Tuesday, August 24, 2010

Access to Midwifery Care Improves Maternity Outcomes

by Tina Johnson, CNM, MS, ACNM Director of Professional Practice & Health Policy

The Patient Protection and Affordable Care Act will bring millions of newly insured citizens into the health care system. In order to meet the country’s needs, leaders are calling for high value, evidence-based solutions. Let’s start with the health condition that affects 100% of all Americans...childbirth! How can we provide high quality, high value maternity care for all women and families? The answers are in the evidence: midwifery care improves maternal and newborn outcomes and patient satisfaction, reduces health disparities, and saves money and resources.

The U.S. grossly outspends every other nation per capita on health care, yet our maternal and newborn outcomes lag far behind those of other developed nations. Childbirth is the number one reason for hospitalization, and its related hospital charges surpass those of any other health condition. Resource-intensive interventions like labor induction, epidural analgesia and cesarean section are overused, often without indication or consideration of alternatives, resulting in increased risk of maternal and newborn harm.

Cesarean section is the single most common operating room procedure in the U.S., and the rate is steadily climbing. Incredibly, in 2007, nearly one-third of American women delivered their babies by cesarean section. Maternal mortality has risen dramatically, and glaring racial disparities in maternal and neonatal outcomes persist.

How can we reverse these disturbing trends? Ensure that all women have access to maternity care providers and practices that support the normal processes of birth. Labor support, freedom of movement, intermittent monitoring, alternative birth settings, vaginal birth after cesarean...all have been identified as evidence-based practices that are underused.

Midwives truly are the experts in supporting healthy vaginal birth in all settings. Midwives caring for low-risk women improve infant mortality rates in both hospitals and birth centers when compared with physicians caring for equally low-risk women.

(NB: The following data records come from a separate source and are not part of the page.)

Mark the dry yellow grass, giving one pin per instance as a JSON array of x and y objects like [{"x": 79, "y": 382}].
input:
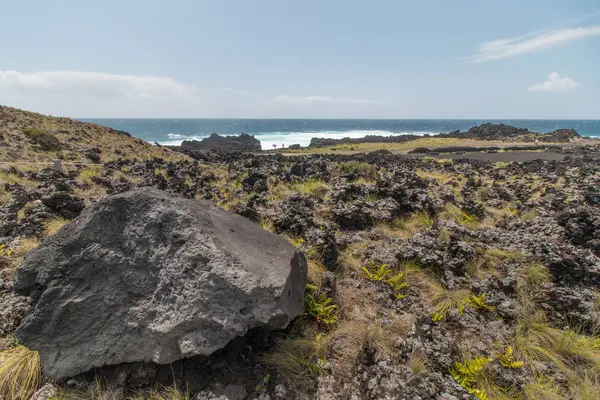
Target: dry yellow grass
[{"x": 19, "y": 144}]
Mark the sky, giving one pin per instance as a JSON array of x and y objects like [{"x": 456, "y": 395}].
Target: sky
[{"x": 415, "y": 59}]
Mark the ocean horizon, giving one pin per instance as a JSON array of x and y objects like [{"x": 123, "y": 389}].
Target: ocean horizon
[{"x": 286, "y": 132}]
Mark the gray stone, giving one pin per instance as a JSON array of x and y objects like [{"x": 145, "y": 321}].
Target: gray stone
[
  {"x": 148, "y": 276},
  {"x": 46, "y": 392}
]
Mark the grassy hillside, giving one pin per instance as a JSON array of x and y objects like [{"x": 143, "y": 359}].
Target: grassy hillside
[{"x": 30, "y": 137}]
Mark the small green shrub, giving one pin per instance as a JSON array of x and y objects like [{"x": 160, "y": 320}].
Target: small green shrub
[
  {"x": 507, "y": 359},
  {"x": 267, "y": 224},
  {"x": 396, "y": 282},
  {"x": 45, "y": 140},
  {"x": 478, "y": 302},
  {"x": 299, "y": 361},
  {"x": 468, "y": 373}
]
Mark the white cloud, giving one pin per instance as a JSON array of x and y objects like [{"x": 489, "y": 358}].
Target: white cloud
[
  {"x": 555, "y": 83},
  {"x": 316, "y": 100},
  {"x": 530, "y": 43},
  {"x": 94, "y": 83}
]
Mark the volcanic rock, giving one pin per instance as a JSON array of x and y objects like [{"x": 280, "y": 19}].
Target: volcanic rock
[{"x": 149, "y": 276}]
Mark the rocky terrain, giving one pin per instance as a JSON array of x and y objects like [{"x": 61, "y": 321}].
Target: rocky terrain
[
  {"x": 427, "y": 278},
  {"x": 241, "y": 143}
]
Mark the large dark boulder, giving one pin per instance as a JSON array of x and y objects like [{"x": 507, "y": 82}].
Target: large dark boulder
[
  {"x": 148, "y": 276},
  {"x": 215, "y": 142}
]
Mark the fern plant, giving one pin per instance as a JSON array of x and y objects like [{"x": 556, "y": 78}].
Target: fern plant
[
  {"x": 467, "y": 374},
  {"x": 397, "y": 282},
  {"x": 478, "y": 303},
  {"x": 320, "y": 307},
  {"x": 507, "y": 359}
]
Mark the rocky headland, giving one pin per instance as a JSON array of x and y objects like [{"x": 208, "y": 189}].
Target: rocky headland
[{"x": 178, "y": 277}]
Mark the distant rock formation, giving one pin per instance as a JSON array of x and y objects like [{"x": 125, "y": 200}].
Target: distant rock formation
[
  {"x": 241, "y": 143},
  {"x": 151, "y": 276},
  {"x": 324, "y": 142}
]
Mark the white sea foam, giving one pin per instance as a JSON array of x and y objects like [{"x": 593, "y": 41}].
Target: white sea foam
[
  {"x": 176, "y": 136},
  {"x": 268, "y": 139}
]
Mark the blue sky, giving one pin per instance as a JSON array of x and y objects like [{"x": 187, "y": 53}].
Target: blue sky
[{"x": 302, "y": 59}]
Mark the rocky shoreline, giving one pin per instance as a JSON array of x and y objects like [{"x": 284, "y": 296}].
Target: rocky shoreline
[{"x": 427, "y": 278}]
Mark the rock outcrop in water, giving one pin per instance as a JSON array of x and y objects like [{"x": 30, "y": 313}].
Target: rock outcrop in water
[
  {"x": 241, "y": 143},
  {"x": 149, "y": 276}
]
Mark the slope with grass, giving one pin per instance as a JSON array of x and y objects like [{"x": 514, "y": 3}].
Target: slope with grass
[{"x": 31, "y": 137}]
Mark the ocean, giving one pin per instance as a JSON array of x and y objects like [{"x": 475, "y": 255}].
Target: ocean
[{"x": 299, "y": 131}]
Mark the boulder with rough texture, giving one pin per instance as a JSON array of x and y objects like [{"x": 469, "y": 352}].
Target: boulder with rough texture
[{"x": 148, "y": 276}]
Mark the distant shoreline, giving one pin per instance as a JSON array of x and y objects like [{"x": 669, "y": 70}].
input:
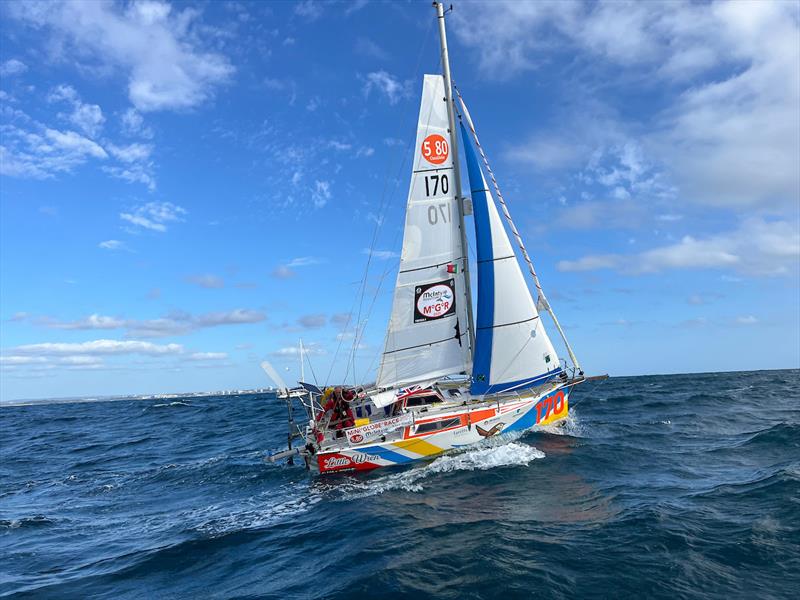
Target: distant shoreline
[{"x": 234, "y": 393}]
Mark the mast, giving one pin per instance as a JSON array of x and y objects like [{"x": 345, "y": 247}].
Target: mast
[
  {"x": 302, "y": 362},
  {"x": 448, "y": 93}
]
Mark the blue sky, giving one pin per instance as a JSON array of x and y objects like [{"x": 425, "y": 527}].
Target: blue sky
[{"x": 188, "y": 189}]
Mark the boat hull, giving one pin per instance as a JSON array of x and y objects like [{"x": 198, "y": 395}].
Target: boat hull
[{"x": 464, "y": 427}]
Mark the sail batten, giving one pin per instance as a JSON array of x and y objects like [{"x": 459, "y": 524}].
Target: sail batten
[
  {"x": 512, "y": 349},
  {"x": 428, "y": 333}
]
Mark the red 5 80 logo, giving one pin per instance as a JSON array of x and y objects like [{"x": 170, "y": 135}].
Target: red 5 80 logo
[{"x": 435, "y": 149}]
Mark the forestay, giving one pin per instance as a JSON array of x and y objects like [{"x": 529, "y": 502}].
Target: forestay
[
  {"x": 512, "y": 349},
  {"x": 427, "y": 336}
]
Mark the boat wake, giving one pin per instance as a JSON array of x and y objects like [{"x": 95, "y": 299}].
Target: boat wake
[
  {"x": 492, "y": 454},
  {"x": 570, "y": 426}
]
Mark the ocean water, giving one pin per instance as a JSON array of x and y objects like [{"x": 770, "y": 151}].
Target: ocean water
[{"x": 682, "y": 486}]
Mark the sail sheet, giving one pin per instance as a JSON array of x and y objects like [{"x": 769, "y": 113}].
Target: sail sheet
[
  {"x": 512, "y": 349},
  {"x": 427, "y": 335}
]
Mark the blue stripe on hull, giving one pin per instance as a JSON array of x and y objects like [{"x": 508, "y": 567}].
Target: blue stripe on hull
[{"x": 530, "y": 418}]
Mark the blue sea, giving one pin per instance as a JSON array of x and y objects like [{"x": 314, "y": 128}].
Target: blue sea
[{"x": 680, "y": 486}]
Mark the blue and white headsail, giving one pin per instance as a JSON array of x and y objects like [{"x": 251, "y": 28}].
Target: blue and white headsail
[{"x": 512, "y": 349}]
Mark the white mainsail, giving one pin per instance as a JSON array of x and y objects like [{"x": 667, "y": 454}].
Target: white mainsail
[
  {"x": 428, "y": 333},
  {"x": 512, "y": 348}
]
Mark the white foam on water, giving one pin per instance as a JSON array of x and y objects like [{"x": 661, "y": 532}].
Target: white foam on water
[
  {"x": 176, "y": 403},
  {"x": 495, "y": 453},
  {"x": 570, "y": 426}
]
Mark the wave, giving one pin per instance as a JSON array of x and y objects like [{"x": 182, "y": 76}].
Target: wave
[
  {"x": 26, "y": 522},
  {"x": 167, "y": 404},
  {"x": 780, "y": 436}
]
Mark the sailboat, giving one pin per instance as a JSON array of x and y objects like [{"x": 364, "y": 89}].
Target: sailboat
[{"x": 449, "y": 376}]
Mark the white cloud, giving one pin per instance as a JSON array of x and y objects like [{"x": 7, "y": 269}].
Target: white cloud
[
  {"x": 285, "y": 271},
  {"x": 757, "y": 247},
  {"x": 388, "y": 85},
  {"x": 206, "y": 281},
  {"x": 12, "y": 67},
  {"x": 154, "y": 215},
  {"x": 133, "y": 124},
  {"x": 160, "y": 49},
  {"x": 87, "y": 117},
  {"x": 746, "y": 320},
  {"x": 309, "y": 9},
  {"x": 93, "y": 321},
  {"x": 44, "y": 152},
  {"x": 590, "y": 263},
  {"x": 727, "y": 129},
  {"x": 366, "y": 47},
  {"x": 381, "y": 254},
  {"x": 111, "y": 245},
  {"x": 131, "y": 153},
  {"x": 174, "y": 323},
  {"x": 200, "y": 356},
  {"x": 321, "y": 193},
  {"x": 337, "y": 145},
  {"x": 309, "y": 349},
  {"x": 312, "y": 321},
  {"x": 71, "y": 142},
  {"x": 303, "y": 261},
  {"x": 97, "y": 348}
]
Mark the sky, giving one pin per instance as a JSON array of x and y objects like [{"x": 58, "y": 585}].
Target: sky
[{"x": 188, "y": 189}]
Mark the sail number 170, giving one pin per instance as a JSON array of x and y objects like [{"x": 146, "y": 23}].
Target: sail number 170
[{"x": 435, "y": 184}]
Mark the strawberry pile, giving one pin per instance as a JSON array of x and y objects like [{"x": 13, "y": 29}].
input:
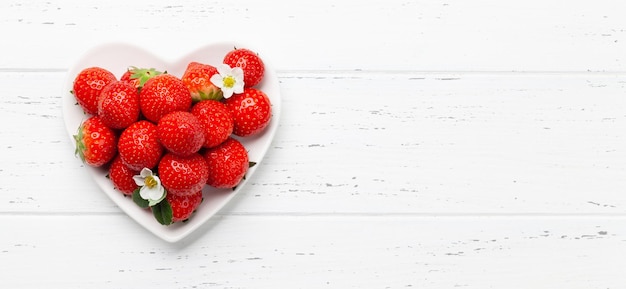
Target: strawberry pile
[{"x": 163, "y": 138}]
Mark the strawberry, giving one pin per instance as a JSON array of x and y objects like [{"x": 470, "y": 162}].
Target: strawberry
[
  {"x": 197, "y": 79},
  {"x": 216, "y": 120},
  {"x": 95, "y": 142},
  {"x": 137, "y": 77},
  {"x": 183, "y": 175},
  {"x": 163, "y": 94},
  {"x": 183, "y": 206},
  {"x": 122, "y": 177},
  {"x": 250, "y": 62},
  {"x": 87, "y": 86},
  {"x": 228, "y": 164},
  {"x": 251, "y": 111},
  {"x": 139, "y": 147},
  {"x": 181, "y": 133},
  {"x": 118, "y": 105}
]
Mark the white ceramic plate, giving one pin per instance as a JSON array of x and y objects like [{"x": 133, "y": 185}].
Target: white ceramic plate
[{"x": 116, "y": 57}]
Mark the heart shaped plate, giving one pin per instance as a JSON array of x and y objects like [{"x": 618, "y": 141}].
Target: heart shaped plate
[{"x": 117, "y": 57}]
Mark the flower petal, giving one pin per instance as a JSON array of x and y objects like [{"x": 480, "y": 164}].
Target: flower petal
[
  {"x": 224, "y": 69},
  {"x": 237, "y": 72},
  {"x": 144, "y": 193},
  {"x": 145, "y": 172},
  {"x": 139, "y": 180},
  {"x": 227, "y": 91},
  {"x": 238, "y": 87}
]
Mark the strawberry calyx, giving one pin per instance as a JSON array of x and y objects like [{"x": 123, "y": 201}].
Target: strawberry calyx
[{"x": 80, "y": 144}]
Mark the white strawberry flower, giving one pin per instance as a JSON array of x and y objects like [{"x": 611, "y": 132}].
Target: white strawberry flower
[
  {"x": 151, "y": 189},
  {"x": 229, "y": 80}
]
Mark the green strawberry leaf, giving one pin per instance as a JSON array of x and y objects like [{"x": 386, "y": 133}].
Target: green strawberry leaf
[
  {"x": 163, "y": 212},
  {"x": 143, "y": 74},
  {"x": 139, "y": 200}
]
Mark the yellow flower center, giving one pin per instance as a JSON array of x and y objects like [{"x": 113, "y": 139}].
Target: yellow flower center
[
  {"x": 229, "y": 81},
  {"x": 150, "y": 182}
]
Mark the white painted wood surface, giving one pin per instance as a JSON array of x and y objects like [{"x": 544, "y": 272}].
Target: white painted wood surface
[{"x": 423, "y": 144}]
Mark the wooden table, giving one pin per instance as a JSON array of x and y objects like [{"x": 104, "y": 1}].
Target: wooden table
[{"x": 422, "y": 144}]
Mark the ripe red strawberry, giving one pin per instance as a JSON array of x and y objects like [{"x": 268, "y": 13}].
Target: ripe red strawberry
[
  {"x": 250, "y": 62},
  {"x": 87, "y": 86},
  {"x": 181, "y": 133},
  {"x": 197, "y": 79},
  {"x": 216, "y": 120},
  {"x": 95, "y": 142},
  {"x": 139, "y": 147},
  {"x": 228, "y": 164},
  {"x": 137, "y": 77},
  {"x": 122, "y": 177},
  {"x": 183, "y": 175},
  {"x": 118, "y": 105},
  {"x": 251, "y": 111},
  {"x": 163, "y": 94},
  {"x": 184, "y": 206}
]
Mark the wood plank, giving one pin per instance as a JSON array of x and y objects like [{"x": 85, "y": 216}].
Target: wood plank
[
  {"x": 105, "y": 251},
  {"x": 384, "y": 143},
  {"x": 430, "y": 35}
]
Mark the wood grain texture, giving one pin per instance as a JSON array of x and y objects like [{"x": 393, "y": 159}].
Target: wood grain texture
[
  {"x": 104, "y": 251},
  {"x": 379, "y": 143},
  {"x": 484, "y": 35}
]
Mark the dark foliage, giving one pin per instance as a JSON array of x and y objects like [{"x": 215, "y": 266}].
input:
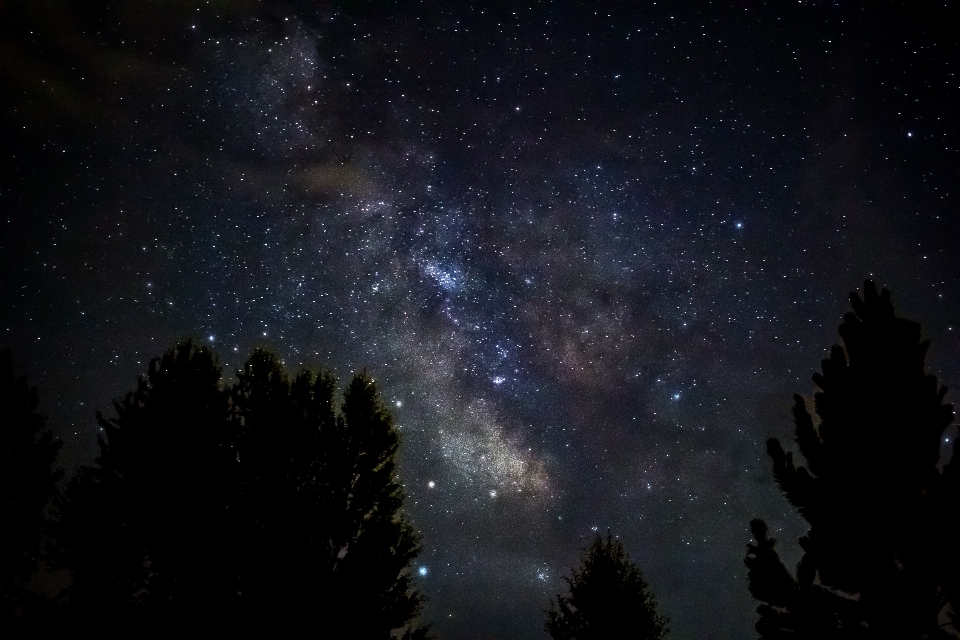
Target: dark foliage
[
  {"x": 608, "y": 598},
  {"x": 145, "y": 532},
  {"x": 880, "y": 556},
  {"x": 259, "y": 510},
  {"x": 27, "y": 483},
  {"x": 325, "y": 541}
]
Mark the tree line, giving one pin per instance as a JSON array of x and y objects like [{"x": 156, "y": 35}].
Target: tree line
[{"x": 272, "y": 508}]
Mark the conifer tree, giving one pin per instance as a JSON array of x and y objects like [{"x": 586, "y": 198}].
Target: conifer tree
[
  {"x": 144, "y": 531},
  {"x": 880, "y": 556},
  {"x": 27, "y": 483},
  {"x": 608, "y": 598},
  {"x": 325, "y": 541}
]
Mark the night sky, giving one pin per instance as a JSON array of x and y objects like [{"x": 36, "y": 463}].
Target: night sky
[{"x": 588, "y": 250}]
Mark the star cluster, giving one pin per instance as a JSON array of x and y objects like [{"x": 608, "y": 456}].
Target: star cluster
[{"x": 588, "y": 250}]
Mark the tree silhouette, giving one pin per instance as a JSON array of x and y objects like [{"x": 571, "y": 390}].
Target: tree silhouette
[
  {"x": 260, "y": 510},
  {"x": 608, "y": 598},
  {"x": 27, "y": 483},
  {"x": 880, "y": 557},
  {"x": 326, "y": 540},
  {"x": 145, "y": 530}
]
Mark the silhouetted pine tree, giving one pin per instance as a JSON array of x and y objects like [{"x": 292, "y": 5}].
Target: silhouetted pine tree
[
  {"x": 326, "y": 544},
  {"x": 608, "y": 598},
  {"x": 880, "y": 557},
  {"x": 27, "y": 483},
  {"x": 144, "y": 532}
]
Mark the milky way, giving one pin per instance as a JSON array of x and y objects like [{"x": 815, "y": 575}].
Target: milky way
[{"x": 588, "y": 251}]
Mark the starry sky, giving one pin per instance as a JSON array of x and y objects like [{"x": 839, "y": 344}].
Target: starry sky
[{"x": 589, "y": 250}]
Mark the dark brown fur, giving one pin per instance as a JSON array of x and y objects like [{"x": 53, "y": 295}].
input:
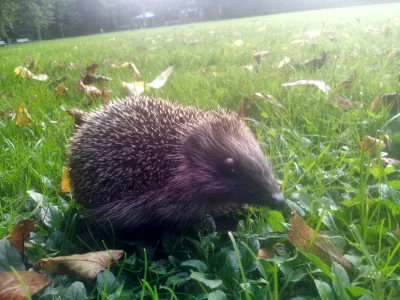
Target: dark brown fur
[{"x": 146, "y": 162}]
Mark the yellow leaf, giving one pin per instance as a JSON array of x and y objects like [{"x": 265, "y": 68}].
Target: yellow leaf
[
  {"x": 65, "y": 181},
  {"x": 23, "y": 118}
]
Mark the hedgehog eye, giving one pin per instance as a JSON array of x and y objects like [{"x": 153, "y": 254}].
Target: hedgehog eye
[{"x": 228, "y": 167}]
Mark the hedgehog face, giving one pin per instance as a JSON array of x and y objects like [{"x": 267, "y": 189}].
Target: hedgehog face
[{"x": 230, "y": 167}]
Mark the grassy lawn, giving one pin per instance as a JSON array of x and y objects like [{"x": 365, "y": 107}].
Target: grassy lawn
[{"x": 313, "y": 144}]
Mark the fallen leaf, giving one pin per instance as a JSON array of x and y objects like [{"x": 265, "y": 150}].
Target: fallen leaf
[
  {"x": 91, "y": 69},
  {"x": 137, "y": 76},
  {"x": 372, "y": 145},
  {"x": 87, "y": 89},
  {"x": 346, "y": 83},
  {"x": 33, "y": 282},
  {"x": 307, "y": 240},
  {"x": 388, "y": 161},
  {"x": 238, "y": 43},
  {"x": 105, "y": 95},
  {"x": 317, "y": 83},
  {"x": 249, "y": 68},
  {"x": 23, "y": 72},
  {"x": 376, "y": 103},
  {"x": 133, "y": 89},
  {"x": 267, "y": 252},
  {"x": 11, "y": 296},
  {"x": 269, "y": 99},
  {"x": 40, "y": 77},
  {"x": 86, "y": 266},
  {"x": 61, "y": 90},
  {"x": 344, "y": 103},
  {"x": 78, "y": 116},
  {"x": 59, "y": 80},
  {"x": 283, "y": 62},
  {"x": 7, "y": 114},
  {"x": 21, "y": 233},
  {"x": 260, "y": 55},
  {"x": 298, "y": 42},
  {"x": 65, "y": 181},
  {"x": 392, "y": 100},
  {"x": 22, "y": 118},
  {"x": 315, "y": 63},
  {"x": 161, "y": 79}
]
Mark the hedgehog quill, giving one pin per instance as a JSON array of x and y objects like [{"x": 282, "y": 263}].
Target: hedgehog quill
[{"x": 143, "y": 162}]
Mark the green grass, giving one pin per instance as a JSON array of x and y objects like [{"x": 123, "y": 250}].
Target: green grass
[{"x": 312, "y": 143}]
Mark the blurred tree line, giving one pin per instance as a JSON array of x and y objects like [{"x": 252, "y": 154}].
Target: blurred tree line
[{"x": 48, "y": 19}]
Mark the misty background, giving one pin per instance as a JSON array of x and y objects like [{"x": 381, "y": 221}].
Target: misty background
[{"x": 50, "y": 19}]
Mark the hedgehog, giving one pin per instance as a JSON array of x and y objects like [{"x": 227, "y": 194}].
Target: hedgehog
[{"x": 143, "y": 162}]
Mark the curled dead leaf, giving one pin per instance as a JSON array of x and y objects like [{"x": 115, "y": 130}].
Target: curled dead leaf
[
  {"x": 260, "y": 55},
  {"x": 306, "y": 239},
  {"x": 33, "y": 282},
  {"x": 86, "y": 266},
  {"x": 88, "y": 90},
  {"x": 317, "y": 83},
  {"x": 346, "y": 83},
  {"x": 22, "y": 118},
  {"x": 372, "y": 145},
  {"x": 376, "y": 103},
  {"x": 61, "y": 90},
  {"x": 65, "y": 181},
  {"x": 161, "y": 79},
  {"x": 21, "y": 233},
  {"x": 78, "y": 115},
  {"x": 134, "y": 89}
]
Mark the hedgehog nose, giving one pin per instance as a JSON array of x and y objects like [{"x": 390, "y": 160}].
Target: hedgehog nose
[{"x": 277, "y": 201}]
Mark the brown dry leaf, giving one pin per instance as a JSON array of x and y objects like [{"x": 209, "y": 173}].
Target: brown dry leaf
[
  {"x": 59, "y": 80},
  {"x": 267, "y": 252},
  {"x": 105, "y": 95},
  {"x": 269, "y": 99},
  {"x": 386, "y": 161},
  {"x": 134, "y": 89},
  {"x": 91, "y": 69},
  {"x": 301, "y": 235},
  {"x": 346, "y": 83},
  {"x": 22, "y": 118},
  {"x": 78, "y": 115},
  {"x": 86, "y": 266},
  {"x": 161, "y": 79},
  {"x": 11, "y": 296},
  {"x": 315, "y": 63},
  {"x": 32, "y": 65},
  {"x": 283, "y": 62},
  {"x": 61, "y": 90},
  {"x": 317, "y": 83},
  {"x": 260, "y": 55},
  {"x": 7, "y": 114},
  {"x": 23, "y": 72},
  {"x": 34, "y": 282},
  {"x": 298, "y": 42},
  {"x": 87, "y": 89},
  {"x": 249, "y": 68},
  {"x": 371, "y": 145},
  {"x": 65, "y": 181},
  {"x": 392, "y": 100},
  {"x": 376, "y": 103},
  {"x": 344, "y": 103},
  {"x": 20, "y": 233},
  {"x": 137, "y": 75}
]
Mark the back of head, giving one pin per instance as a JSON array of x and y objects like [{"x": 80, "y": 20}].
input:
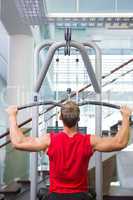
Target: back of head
[{"x": 70, "y": 114}]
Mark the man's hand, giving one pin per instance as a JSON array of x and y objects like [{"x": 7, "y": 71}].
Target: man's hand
[
  {"x": 125, "y": 111},
  {"x": 12, "y": 110}
]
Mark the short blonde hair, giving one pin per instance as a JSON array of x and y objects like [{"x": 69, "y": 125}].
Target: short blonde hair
[{"x": 70, "y": 113}]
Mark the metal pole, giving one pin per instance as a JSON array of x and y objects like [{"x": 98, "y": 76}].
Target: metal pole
[
  {"x": 98, "y": 129},
  {"x": 98, "y": 120},
  {"x": 34, "y": 155}
]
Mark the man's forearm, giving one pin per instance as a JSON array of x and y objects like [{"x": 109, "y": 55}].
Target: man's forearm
[
  {"x": 16, "y": 135},
  {"x": 123, "y": 133}
]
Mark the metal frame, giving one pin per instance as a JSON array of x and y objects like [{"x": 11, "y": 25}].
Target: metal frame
[
  {"x": 38, "y": 80},
  {"x": 98, "y": 120}
]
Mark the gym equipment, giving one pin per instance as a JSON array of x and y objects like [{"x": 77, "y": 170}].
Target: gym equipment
[{"x": 67, "y": 36}]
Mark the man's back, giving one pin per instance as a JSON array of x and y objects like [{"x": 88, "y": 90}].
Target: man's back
[{"x": 69, "y": 157}]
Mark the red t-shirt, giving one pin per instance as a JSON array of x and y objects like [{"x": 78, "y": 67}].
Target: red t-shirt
[{"x": 69, "y": 158}]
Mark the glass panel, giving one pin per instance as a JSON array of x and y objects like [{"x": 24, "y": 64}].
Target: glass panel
[
  {"x": 125, "y": 5},
  {"x": 61, "y": 6},
  {"x": 96, "y": 6}
]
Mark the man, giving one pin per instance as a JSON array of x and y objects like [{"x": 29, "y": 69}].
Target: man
[{"x": 69, "y": 151}]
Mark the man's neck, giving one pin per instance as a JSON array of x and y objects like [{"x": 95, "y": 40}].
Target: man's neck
[{"x": 70, "y": 131}]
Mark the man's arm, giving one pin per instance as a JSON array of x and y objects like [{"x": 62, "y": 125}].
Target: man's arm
[
  {"x": 118, "y": 142},
  {"x": 22, "y": 142}
]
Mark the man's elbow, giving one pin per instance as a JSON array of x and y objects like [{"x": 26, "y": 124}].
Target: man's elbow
[
  {"x": 16, "y": 145},
  {"x": 121, "y": 145}
]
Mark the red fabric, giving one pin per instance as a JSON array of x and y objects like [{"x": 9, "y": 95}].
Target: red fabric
[{"x": 69, "y": 158}]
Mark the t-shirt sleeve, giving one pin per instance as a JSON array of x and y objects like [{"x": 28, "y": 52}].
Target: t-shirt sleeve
[
  {"x": 50, "y": 148},
  {"x": 90, "y": 150}
]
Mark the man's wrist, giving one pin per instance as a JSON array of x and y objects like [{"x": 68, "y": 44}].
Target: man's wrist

Midwife-led models of group prenatal care reduce preterm and low birthweight rates and improve patient satisfaction. Birth centers provide improved outcomes for even the most at-risk women, reducing preterm birth, low birthweight and cesarean section rates, and reducing costs to our health care system. Skilled midwifery care is the gold standard among nations with the best maternal and neonatal outcomes, and has been identified as essential to reducing maternal mortality worldwide.

It’s time to bring that message back home. The time is now to promote and support midwifery in America—and to follow the evidence.